‘Need stricter rules on honking, pandals, construction sites’: Bombay High Court
While hearing a public interest litigation (PIL) filed by Awaaz Foundation, a bench of justices Abhay Oka and MS Sanklecha had on April 25 directed the state to consider and implement the suggestions on honking, pandals and construction sites to reduce violation of noise norms.Updated: May 02, 2019, 06:45 IST
Awareness of honking laws, setting up noise-reducing panels at construction sites, seizing noisy horns are some of the suggestions which the Bombay high court (HC) wants the state and civic body to implement to curb violation of noise norms in the city. These suggestions were submitted by Awaaz Foundation to the HC through advocate Ishwar Nankhani.
While hearing a public interest litigation (PIL) filed by Awaaz Foundation, a bench of justices Abhay Oka and MS Sanklecha had on April 25 directed the state to consider and implement the suggestions on honking, pandals and construction sites to reduce violation of noise norms.
Attributing noise from vehicular traffic to honking, the petitioner suggested heavy fines be levied for incessant honking and noisy horns should be seized. The suggestions also state that the Regional Transport Office (RTO) should not issue registration certificates to vehicles with broken engines or silencers; joint drives, along the lines of pollution-under-control drives, be conducted by the traffic and police departments to remove high decibel horns; licence applicants be trained about honking norms; heavy fines be levied for bike races at night and for flouting of norms.

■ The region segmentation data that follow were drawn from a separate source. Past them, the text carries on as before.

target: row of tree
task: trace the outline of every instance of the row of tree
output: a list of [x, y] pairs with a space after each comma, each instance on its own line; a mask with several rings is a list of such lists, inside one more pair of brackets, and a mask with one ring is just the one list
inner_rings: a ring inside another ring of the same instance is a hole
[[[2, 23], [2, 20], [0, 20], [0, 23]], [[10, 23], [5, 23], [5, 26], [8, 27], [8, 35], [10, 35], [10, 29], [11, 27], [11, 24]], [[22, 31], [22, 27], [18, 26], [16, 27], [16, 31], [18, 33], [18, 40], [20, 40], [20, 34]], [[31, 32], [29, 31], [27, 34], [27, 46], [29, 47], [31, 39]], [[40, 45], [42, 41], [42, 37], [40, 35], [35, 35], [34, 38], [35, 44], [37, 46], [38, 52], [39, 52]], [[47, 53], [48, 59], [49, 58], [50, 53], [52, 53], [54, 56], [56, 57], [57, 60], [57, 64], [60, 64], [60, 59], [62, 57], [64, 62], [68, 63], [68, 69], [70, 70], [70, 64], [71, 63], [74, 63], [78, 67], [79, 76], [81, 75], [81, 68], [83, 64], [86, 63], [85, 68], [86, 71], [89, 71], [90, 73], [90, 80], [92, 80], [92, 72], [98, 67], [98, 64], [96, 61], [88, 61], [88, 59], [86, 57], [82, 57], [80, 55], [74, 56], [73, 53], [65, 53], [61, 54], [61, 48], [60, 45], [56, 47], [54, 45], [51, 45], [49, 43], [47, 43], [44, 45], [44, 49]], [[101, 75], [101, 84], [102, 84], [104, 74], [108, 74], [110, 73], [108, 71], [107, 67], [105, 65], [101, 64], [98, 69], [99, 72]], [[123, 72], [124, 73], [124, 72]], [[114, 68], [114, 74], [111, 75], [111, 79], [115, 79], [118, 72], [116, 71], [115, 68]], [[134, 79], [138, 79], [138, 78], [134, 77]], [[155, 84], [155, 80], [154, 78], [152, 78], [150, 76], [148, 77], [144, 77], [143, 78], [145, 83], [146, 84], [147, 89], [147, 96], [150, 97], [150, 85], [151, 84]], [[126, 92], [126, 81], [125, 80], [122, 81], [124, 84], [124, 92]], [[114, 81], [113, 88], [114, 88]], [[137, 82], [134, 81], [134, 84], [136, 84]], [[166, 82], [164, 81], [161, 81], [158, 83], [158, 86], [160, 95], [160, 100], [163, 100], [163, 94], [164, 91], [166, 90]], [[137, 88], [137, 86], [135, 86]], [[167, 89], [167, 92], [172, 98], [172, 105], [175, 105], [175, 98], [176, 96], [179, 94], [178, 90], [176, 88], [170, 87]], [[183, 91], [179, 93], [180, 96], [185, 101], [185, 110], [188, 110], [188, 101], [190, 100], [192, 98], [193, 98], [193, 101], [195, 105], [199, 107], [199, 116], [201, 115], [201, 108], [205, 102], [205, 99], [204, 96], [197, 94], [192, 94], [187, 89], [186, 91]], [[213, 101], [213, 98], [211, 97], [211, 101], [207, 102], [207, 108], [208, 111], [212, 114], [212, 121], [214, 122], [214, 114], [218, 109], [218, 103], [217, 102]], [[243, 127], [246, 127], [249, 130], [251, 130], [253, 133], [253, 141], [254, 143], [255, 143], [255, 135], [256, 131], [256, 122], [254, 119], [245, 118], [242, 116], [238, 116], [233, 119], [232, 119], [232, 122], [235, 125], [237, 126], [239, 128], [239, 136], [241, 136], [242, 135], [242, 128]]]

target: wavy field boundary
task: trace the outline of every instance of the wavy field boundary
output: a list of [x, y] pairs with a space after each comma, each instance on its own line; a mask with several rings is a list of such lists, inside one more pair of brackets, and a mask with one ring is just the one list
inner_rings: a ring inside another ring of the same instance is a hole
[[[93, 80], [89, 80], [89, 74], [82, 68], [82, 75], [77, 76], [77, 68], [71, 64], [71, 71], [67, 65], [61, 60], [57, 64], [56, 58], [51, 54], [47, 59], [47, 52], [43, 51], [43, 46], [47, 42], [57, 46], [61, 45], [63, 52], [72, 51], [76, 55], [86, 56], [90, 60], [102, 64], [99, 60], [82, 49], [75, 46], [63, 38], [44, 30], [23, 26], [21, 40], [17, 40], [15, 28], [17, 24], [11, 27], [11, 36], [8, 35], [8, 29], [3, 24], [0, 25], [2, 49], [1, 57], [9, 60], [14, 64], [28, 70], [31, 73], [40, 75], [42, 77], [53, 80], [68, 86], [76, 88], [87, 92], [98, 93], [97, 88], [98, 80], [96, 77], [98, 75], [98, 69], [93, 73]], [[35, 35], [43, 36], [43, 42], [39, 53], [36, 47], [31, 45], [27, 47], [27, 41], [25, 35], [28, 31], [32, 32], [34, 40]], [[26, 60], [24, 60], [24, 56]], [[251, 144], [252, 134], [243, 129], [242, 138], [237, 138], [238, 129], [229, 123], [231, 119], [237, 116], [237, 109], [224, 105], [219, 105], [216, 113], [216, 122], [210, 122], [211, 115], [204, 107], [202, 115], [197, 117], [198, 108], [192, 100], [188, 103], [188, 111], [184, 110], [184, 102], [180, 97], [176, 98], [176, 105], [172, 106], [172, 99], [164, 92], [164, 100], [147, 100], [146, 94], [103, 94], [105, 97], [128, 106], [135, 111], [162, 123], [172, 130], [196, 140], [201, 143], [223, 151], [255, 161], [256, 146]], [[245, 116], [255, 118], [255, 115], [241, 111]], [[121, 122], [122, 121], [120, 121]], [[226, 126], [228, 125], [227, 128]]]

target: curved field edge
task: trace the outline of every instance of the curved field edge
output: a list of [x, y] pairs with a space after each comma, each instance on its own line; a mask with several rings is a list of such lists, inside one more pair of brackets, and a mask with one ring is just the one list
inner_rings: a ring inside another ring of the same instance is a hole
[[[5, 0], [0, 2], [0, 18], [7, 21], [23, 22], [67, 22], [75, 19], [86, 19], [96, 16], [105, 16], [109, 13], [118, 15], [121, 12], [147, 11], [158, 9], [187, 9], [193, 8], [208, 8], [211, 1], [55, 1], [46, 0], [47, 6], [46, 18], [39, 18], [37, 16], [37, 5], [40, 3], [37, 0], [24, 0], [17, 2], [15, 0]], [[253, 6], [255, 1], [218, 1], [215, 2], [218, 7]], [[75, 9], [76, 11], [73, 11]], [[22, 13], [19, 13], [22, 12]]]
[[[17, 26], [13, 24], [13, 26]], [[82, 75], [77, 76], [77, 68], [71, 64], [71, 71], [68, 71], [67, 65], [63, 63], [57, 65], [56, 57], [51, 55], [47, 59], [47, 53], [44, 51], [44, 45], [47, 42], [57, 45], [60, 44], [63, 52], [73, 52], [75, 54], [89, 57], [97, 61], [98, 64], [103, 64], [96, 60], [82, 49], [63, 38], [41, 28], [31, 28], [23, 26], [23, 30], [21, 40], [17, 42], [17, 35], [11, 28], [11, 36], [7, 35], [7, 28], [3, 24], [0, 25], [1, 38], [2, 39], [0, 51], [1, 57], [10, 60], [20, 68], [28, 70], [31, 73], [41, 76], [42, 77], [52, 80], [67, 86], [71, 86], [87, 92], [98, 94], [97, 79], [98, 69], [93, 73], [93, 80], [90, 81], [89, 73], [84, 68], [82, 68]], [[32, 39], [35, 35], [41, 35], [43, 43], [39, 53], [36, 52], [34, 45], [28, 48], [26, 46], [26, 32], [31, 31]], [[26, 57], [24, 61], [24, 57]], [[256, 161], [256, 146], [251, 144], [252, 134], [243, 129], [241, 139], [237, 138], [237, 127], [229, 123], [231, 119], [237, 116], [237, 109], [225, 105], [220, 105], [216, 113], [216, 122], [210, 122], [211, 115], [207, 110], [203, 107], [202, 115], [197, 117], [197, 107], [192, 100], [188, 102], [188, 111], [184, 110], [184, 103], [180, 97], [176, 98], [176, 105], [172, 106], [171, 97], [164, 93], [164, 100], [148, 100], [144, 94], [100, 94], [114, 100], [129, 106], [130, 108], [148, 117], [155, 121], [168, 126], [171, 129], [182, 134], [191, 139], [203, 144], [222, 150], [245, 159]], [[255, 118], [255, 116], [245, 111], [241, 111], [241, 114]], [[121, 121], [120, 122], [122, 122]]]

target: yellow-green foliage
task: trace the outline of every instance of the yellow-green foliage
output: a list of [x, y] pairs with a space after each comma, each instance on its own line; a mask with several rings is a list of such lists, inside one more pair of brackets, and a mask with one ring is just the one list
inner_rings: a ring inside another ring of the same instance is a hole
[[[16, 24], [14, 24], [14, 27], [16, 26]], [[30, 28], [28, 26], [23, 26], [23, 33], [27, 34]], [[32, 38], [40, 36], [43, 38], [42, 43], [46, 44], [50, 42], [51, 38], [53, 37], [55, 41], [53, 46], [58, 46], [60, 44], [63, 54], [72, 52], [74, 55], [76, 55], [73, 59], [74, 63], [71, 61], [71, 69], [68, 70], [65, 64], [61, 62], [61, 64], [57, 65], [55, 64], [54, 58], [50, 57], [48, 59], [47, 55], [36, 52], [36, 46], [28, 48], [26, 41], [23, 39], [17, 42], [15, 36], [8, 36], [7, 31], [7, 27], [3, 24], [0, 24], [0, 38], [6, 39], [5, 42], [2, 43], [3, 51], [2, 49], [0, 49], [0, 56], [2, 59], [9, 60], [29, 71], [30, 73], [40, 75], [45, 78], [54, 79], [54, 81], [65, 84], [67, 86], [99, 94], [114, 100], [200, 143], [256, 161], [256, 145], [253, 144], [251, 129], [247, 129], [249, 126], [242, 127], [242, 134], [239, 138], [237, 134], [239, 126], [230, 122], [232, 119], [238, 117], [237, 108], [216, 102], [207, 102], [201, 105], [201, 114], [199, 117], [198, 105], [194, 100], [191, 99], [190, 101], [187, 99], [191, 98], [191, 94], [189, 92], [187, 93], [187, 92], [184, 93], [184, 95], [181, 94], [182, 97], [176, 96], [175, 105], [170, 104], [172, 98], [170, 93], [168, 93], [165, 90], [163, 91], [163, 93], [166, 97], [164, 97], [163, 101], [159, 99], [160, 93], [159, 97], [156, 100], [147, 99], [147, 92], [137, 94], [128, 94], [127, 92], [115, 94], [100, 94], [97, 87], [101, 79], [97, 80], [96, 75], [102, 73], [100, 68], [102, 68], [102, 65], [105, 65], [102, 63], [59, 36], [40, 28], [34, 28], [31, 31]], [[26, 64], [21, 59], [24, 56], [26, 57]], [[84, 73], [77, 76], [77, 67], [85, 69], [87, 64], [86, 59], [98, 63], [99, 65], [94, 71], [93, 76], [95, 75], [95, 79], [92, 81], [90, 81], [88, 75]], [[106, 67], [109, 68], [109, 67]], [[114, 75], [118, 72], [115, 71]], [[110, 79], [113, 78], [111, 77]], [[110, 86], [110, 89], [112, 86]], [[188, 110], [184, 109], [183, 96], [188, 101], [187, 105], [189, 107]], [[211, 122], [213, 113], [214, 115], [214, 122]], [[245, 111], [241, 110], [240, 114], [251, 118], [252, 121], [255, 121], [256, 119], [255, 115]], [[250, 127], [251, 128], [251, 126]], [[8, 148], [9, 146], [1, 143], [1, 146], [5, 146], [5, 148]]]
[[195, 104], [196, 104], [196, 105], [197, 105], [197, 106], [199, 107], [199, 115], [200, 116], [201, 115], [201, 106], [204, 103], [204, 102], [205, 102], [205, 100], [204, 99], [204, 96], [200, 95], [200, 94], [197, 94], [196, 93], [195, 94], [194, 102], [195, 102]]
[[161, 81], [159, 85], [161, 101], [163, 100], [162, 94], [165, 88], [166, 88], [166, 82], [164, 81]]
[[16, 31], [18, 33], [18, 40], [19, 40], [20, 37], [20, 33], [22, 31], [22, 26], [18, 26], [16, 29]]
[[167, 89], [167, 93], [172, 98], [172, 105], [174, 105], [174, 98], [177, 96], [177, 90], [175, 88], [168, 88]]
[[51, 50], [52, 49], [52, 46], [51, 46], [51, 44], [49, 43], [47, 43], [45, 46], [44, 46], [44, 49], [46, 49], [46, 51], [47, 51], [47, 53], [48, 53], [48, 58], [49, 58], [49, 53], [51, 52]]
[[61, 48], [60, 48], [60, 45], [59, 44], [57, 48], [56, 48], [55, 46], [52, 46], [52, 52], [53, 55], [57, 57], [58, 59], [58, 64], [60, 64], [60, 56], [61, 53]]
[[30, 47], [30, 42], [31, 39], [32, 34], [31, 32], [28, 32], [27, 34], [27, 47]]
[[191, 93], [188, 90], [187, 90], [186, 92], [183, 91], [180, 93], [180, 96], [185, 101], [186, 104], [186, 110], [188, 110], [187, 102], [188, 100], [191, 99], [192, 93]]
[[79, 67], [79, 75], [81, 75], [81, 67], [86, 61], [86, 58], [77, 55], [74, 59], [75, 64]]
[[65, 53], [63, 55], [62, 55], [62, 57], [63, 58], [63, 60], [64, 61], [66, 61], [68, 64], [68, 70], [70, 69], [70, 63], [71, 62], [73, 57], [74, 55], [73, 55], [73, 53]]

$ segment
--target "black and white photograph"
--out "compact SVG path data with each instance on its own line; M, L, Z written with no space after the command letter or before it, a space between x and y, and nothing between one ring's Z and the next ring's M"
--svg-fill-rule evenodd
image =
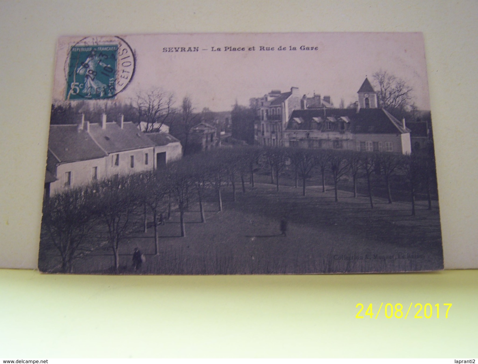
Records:
M39 268L442 269L430 108L421 33L62 37Z

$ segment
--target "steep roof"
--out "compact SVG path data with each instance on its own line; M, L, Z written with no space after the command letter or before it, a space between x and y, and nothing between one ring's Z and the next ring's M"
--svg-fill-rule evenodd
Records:
M154 143L131 122L123 123L122 129L115 122L107 123L106 129L102 128L100 124L91 124L90 134L108 153L154 146Z
M51 125L48 149L60 162L87 161L107 155L85 130L78 126Z
M294 119L303 122L293 126L290 122L288 130L313 130L316 128L312 126L313 121L333 123L338 119L349 123L350 130L355 134L398 134L410 131L404 128L401 122L383 109L362 108L358 113L355 109L294 110L289 120Z
M358 91L357 92L375 92L375 90L373 89L373 87L372 86L371 84L370 83L370 81L369 81L369 79L365 77L365 80L362 84L362 86L360 86L360 88L358 89Z
M167 145L170 143L179 142L169 133L148 133L146 136L156 145Z
M281 105L281 104L287 100L291 95L292 95L292 92L284 92L281 94L279 96L271 101L271 106Z

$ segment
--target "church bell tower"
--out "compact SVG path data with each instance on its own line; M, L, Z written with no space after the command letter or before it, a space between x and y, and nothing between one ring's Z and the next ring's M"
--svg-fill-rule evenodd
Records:
M368 78L365 78L365 80L358 89L357 93L358 94L358 105L360 108L377 108L377 93L373 89Z

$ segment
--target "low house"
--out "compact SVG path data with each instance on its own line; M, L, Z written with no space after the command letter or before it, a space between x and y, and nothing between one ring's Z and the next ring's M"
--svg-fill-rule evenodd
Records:
M182 157L181 142L169 133L148 133L145 135L154 144L155 169Z
M123 175L152 170L154 143L132 122L107 122L106 114L101 124L87 122L86 128L93 140L108 155L106 176Z
M105 178L107 156L81 127L51 126L45 180L48 194Z
M200 123L189 131L191 144L200 150L207 150L220 146L216 128L206 123Z
M145 134L121 116L119 123L51 125L44 194L86 186L114 175L146 171L181 158L179 141L167 133ZM45 200L46 201L46 200Z

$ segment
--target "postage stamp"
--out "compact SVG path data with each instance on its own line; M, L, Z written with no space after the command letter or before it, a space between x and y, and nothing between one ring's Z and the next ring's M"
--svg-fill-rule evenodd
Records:
M87 37L71 46L65 68L65 100L112 98L132 78L134 55L119 37Z

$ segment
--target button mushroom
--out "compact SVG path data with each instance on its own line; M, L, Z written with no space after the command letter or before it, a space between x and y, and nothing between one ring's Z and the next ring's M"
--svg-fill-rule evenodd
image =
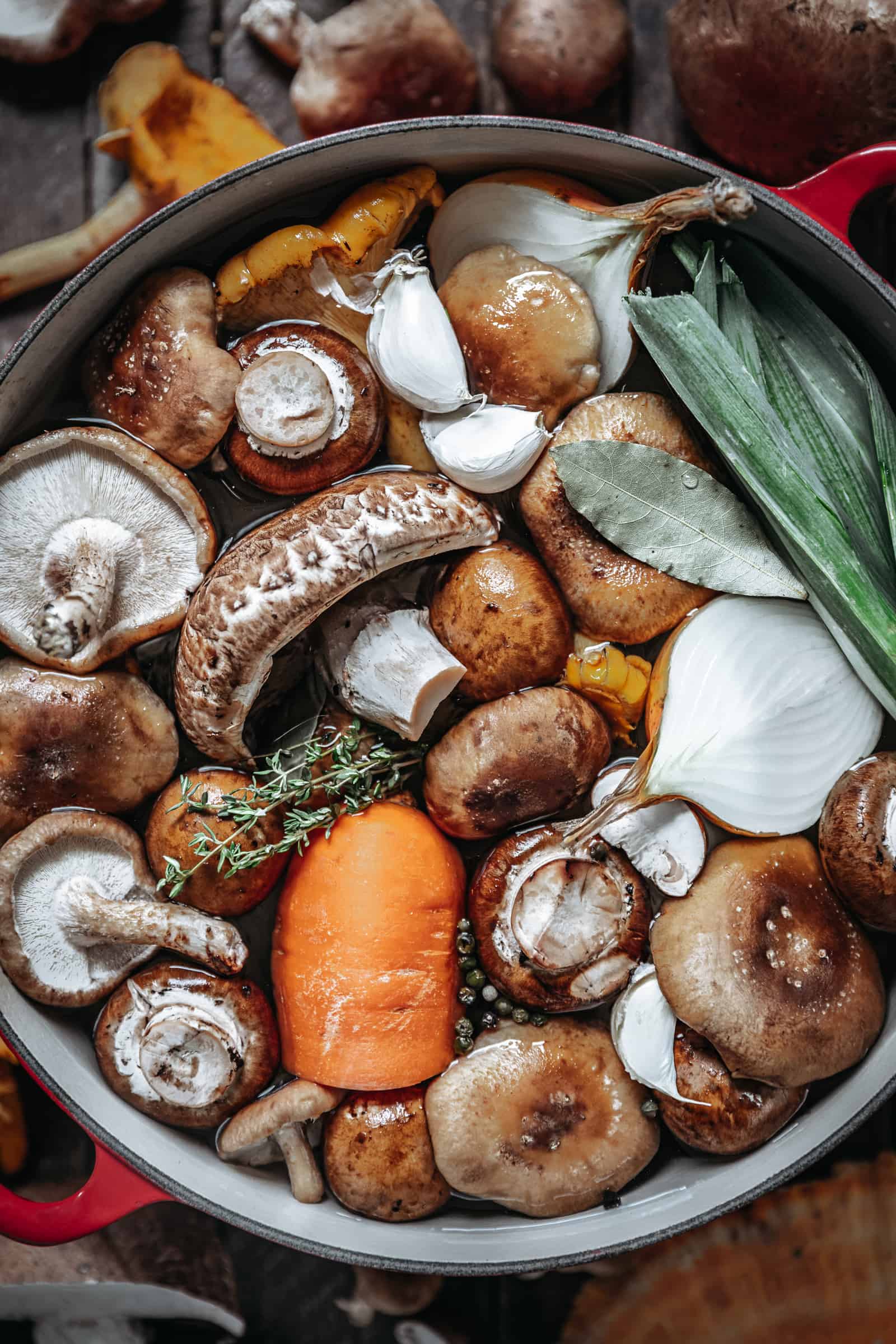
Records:
M531 1218L594 1208L657 1152L646 1089L598 1023L505 1023L426 1093L435 1164L449 1185Z
M469 253L439 288L478 391L541 411L548 429L598 386L600 331L574 280L497 243Z
M83 387L114 421L187 470L208 457L234 415L239 367L216 340L215 288L199 270L159 270L90 341Z
M470 710L426 757L423 797L450 836L481 840L567 808L610 755L599 710L533 687Z
M489 980L549 1012L603 1003L641 960L647 888L607 845L564 843L560 827L506 836L480 866L467 898Z
M138 676L0 659L0 840L52 808L130 812L176 765L175 716Z
M249 956L232 925L159 895L116 817L50 812L0 848L0 962L30 999L97 1003L160 946L224 974Z
M535 555L513 542L453 560L437 585L430 620L466 669L457 689L469 700L557 681L572 646L563 598Z
M214 555L199 492L128 434L70 426L0 458L0 638L32 663L90 672L172 630Z
M884 1020L875 950L809 840L729 840L650 931L672 1011L735 1078L801 1087L857 1063Z
M176 860L184 871L197 863L193 841L199 836L215 836L240 851L277 844L283 839L283 824L277 812L261 812L258 821L242 825L218 814L227 798L253 802L253 781L239 770L189 770L172 780L159 794L146 823L146 857L156 878L165 875L168 860ZM257 868L243 868L223 879L214 863L197 868L179 892L179 900L207 910L212 915L244 915L253 910L275 886L289 863L289 853L275 853Z
M827 880L875 929L896 933L896 753L879 751L841 774L818 824Z
M360 472L383 437L379 380L360 351L312 323L275 323L232 347L242 376L227 457L271 495L310 495Z
M137 972L99 1013L99 1070L136 1110L180 1129L208 1129L270 1082L277 1023L251 980L159 962Z
M324 1180L305 1128L339 1106L343 1097L339 1087L321 1087L304 1078L275 1087L227 1121L218 1134L218 1156L247 1167L286 1163L293 1199L318 1204Z
M770 1087L732 1078L709 1042L681 1023L674 1067L681 1095L707 1105L660 1094L660 1116L686 1148L713 1157L735 1157L767 1144L806 1099L806 1087Z
M450 1198L433 1154L423 1089L355 1093L324 1130L324 1169L336 1198L367 1218L406 1223Z
M609 392L576 406L553 442L584 439L646 444L716 474L672 405L654 392ZM586 634L643 644L713 595L631 559L598 536L567 500L549 449L523 482L520 512Z
M278 649L384 570L496 536L494 515L466 491L398 470L332 485L263 523L191 602L175 667L184 731L215 761L251 759L243 724Z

With regard to noise at construction sites, the suggestions state that timing of construction activities should be regulated and use of pre-cut materials be encouraged. Noisy activities such as cutting, loading and unloading should be done indoors and acoustic noise barriers, which help reduce noise levels by 15-17 decibels, be installed around the sites.
Suggestions regarding curbing illegal pandals and putting up of temporary booths on the road include setting a time-frame for application for permission; noting applicant details; verification of past records of the applicant; and sensitisation programmes for police and civic officials on laws relating to noise and pandals. The suggestions also state measures to tackle dismantling and clearing of solid waste from pandal sites.
According to a lawyer working on the case, if these suggestions are implemented in the right spirit by the state and civic body, flouting of noise regulations “are bound to come down considerably, along with instances of setting up of illegal pandals”.